Handily, ISDA’s crack drafting squad™ captures all the forms of income that could kick off Posted Credit Support as “Distributions”:

Distributions” means with respect to Posted Collateral other than Cash, all principal, interest and other payments and distributions of cash or other property with respect thereto, regardless of whether the Secured Party has disposed of that Posted Collateral under Paragraph 6(c). Distributions will not include any item of property acquired by the Secured Party upon any disposition or liquidation of Posted Collateral or, with respect to any Posted Collateral in the form of Cash, any distributions on that collateral, unless otherwise specified herein.

Care of Posted Collateral

You can basically stop reading after “Without limiting the Secured Party’s rights under Paragraph 6(c)”. Because the Secured Party’s rights under 6(c) basically allow it to nuke your security interest the moment it receives your collateral. It can give your carefully pledged asset away.

In this way does security interest collateral arrangement with rehypothecation convert itself, for all intents and purposes, into a title transfer collateral arrangement.
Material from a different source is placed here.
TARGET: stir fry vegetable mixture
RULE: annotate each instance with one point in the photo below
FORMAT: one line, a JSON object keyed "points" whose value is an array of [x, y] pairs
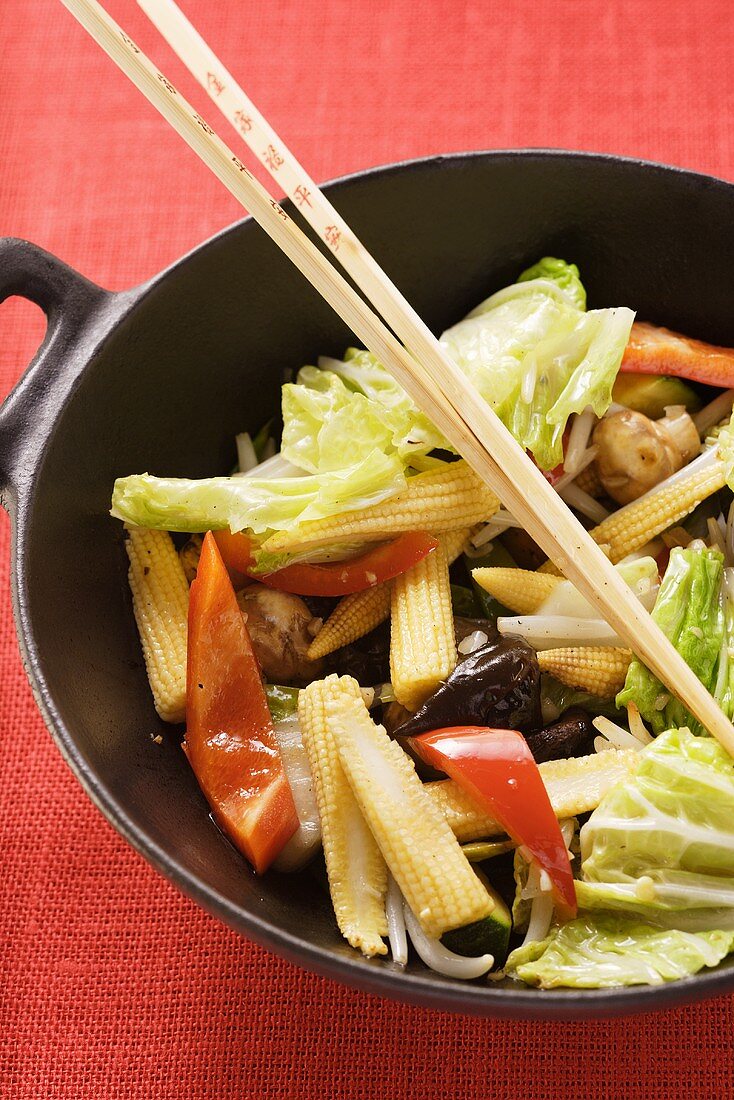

Rehypothecation under a New York law CSA

Paragraph 6(c) is the classic part of your security interest CSA that converts it into a title transfer CSA, meaning — cough, as with much New York law frippery — that you might as well not bother with calling this a pledge or security interest in the first place.

So I give my asset to you, right, carefully only pledging it as security for my indebtedness to you, and protect myself from your credit risk because I retain beneficial ownership of the asset. It is mine, not yours, and should you explode into a thousand points of light, then, once I have settled my trading account with your administrator, I can have it back.

Right?

Except that, the moment you get it, unless we have agreed otherwise — and, by default, the CSA assumes we have not — you may unconditionally sell my asset, absolutely, to anyone you want to, at any time, or actually, damn the torpedoes, just take it onto your own balance sheet and hold it in your own name. Whereupon, my claim against you is for the return of my asset that you no longer have, or have put into your general bankruptcy estate, so you would have to go and buy it in the market, but since you have blown up, you can’t realistically do that, so I am, after all, your unsecured creditor and all this talk of security interests is a nonce.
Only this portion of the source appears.